1870s, Oratory in Memory of Abraham Lincoln (1876)
Context: Can any colored man, or any white man friendly to the freedom of all men, ever forget the night which followed the first day of January 1863, when the world was to see if Abraham Lincoln would prove to be as good as his word? I shall never forget that memorable night, when in a distant city I waited and watched at a public meeting, with three thousand others not less anxious than myself, for the word of deliverance which we have heard read today. Nor shall I ever forget the outburst of joy and thanksgiving that rent the air when the lightning brought to us the emancipation proclamation. In that happy hour we forgot all delay, and forgot all tardiness, forgot that the President had bribed the rebels to lay down their arms by a promise to withhold the bolt which would smite the slave-system with destruction; and we were thenceforward willing to allow the President all the latitude of time, phraseology, and every honorable device that statesmanship might require for the achievement of a great and beneficent measure of liberty and progress.

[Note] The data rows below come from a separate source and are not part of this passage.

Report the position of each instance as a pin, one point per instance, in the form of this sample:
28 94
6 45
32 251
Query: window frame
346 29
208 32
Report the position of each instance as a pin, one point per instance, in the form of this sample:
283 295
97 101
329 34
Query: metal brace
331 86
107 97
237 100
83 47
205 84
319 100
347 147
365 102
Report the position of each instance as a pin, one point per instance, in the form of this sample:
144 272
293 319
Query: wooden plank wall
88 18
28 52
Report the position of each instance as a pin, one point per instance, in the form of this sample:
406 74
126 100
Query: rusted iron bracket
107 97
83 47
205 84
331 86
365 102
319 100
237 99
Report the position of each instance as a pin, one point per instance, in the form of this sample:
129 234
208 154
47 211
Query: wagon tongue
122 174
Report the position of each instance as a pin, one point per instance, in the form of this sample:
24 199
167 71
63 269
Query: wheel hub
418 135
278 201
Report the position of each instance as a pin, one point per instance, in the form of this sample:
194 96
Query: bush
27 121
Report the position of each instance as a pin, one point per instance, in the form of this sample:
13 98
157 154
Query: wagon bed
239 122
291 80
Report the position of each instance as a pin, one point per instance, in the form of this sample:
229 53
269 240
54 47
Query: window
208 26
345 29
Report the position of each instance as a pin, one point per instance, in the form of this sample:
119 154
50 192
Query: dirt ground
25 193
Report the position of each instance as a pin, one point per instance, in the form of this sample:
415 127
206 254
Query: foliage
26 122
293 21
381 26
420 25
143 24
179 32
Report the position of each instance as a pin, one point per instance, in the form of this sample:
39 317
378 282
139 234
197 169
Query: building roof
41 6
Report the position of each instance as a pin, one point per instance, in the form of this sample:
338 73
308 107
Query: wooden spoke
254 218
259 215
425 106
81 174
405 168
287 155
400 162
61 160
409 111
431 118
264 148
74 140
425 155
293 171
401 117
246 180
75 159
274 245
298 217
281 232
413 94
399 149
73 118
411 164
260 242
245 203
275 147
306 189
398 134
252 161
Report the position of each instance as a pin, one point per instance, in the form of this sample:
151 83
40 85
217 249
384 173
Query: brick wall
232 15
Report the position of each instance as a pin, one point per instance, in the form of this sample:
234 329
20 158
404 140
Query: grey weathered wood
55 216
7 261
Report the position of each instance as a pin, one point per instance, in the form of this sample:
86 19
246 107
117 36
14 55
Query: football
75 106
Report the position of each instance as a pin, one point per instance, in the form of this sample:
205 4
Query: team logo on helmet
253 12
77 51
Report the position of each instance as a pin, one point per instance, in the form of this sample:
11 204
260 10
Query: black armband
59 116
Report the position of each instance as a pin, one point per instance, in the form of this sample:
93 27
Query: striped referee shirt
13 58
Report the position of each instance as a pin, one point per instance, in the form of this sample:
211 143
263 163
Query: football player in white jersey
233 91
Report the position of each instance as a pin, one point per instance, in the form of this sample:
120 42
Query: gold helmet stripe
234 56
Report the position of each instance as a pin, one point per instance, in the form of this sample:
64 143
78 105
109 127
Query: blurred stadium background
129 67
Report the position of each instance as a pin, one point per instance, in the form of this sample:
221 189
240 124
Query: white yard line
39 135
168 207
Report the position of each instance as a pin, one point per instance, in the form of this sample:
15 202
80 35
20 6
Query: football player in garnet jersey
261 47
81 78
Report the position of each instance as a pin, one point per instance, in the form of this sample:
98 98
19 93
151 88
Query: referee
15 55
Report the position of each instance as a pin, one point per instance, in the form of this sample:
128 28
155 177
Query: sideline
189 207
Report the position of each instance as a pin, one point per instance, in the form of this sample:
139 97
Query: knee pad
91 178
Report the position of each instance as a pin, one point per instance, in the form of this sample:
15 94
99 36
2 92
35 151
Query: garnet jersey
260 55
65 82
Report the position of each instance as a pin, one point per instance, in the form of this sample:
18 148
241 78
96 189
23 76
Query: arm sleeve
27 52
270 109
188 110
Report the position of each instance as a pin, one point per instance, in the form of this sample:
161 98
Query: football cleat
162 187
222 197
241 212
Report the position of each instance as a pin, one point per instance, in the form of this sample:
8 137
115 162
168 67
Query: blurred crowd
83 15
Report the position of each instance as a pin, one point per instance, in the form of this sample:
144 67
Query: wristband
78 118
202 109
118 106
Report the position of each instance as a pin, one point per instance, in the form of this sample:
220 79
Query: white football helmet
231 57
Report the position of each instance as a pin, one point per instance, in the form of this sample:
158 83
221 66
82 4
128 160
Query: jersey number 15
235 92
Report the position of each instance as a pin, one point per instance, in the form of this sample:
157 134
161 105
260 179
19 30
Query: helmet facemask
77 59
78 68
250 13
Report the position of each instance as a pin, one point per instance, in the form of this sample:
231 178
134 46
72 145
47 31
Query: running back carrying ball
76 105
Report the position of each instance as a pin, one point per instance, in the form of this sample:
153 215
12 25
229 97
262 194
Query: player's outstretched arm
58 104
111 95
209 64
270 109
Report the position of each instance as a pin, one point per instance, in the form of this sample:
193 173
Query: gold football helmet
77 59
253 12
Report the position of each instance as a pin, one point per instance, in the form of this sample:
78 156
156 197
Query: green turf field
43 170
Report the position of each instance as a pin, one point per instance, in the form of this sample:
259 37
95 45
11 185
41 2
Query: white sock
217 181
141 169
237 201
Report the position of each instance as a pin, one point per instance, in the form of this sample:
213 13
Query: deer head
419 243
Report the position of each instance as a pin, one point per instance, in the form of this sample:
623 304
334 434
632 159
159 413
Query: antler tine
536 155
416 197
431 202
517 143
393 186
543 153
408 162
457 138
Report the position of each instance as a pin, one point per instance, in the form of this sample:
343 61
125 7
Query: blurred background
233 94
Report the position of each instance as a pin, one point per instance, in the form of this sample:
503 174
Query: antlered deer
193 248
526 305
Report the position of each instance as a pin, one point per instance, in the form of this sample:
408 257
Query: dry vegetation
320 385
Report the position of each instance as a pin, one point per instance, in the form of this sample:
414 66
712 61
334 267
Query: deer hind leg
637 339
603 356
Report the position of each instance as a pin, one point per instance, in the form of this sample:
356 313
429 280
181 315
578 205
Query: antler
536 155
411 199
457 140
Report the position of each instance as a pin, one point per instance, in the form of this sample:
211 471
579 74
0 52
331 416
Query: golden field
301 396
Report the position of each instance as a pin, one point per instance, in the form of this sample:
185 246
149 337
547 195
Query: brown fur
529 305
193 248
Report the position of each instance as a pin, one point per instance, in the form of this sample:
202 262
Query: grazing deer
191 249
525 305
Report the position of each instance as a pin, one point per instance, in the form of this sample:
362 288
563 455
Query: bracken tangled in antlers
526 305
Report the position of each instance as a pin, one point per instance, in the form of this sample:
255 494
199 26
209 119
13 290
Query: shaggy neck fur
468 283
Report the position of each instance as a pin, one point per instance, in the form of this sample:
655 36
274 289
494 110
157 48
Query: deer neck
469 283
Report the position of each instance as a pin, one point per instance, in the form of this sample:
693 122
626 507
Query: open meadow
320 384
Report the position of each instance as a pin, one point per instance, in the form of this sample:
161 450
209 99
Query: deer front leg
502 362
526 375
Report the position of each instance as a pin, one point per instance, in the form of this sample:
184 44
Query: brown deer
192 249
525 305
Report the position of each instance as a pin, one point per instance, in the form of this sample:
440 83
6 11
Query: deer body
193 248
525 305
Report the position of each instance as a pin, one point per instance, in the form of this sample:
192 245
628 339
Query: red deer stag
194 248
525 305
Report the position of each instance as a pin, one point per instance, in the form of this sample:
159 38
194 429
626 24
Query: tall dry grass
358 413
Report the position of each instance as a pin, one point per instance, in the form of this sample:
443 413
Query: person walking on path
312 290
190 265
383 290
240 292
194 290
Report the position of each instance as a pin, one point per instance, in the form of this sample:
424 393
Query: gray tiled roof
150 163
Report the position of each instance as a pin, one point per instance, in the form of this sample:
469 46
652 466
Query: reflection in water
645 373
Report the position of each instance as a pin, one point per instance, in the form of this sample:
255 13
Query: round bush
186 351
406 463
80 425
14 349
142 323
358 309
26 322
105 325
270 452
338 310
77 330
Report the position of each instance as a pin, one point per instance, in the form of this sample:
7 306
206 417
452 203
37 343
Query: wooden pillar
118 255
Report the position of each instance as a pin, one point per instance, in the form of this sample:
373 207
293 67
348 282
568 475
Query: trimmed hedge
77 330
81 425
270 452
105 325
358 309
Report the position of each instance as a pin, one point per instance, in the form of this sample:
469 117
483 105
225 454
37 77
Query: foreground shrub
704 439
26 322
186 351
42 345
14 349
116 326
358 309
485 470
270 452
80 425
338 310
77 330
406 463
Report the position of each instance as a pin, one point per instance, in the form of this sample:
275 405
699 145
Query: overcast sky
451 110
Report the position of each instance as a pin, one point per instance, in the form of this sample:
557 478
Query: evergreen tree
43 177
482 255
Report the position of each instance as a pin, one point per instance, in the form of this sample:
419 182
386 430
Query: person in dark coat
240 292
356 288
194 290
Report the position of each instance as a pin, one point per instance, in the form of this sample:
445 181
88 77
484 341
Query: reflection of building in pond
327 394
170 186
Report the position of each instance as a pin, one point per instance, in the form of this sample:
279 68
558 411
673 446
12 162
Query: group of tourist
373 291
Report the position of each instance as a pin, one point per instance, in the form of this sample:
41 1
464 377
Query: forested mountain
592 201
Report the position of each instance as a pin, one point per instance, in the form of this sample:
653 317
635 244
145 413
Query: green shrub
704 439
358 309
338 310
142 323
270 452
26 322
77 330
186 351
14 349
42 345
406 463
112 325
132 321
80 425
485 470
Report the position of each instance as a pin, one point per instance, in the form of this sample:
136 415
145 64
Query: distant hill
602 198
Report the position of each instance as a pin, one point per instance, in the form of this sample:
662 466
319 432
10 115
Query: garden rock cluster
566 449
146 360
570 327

1850s, What to the Slave is the Fourth of July? (1852)
Context: At a time like this, scorching irony, not convincing argument, is needed. O! had I the ability, and could reach the nation's ear, I would, to-day, pour out a fiery stream of biting ridicule, blasting reproach, withering sarcasm, and stern rebuke. For it is not light that is needed, but fire; it is not the gentle shower, but thunder. We need the storm, the whirlwind, and the earthquake. The feeling of the nation must be quickened; the conscience of the nation must be roused; the propriety of the nation must be startled; the hypocrisy of the nation must be exposed; and its crimes against God and man must be proclaimed and denounced.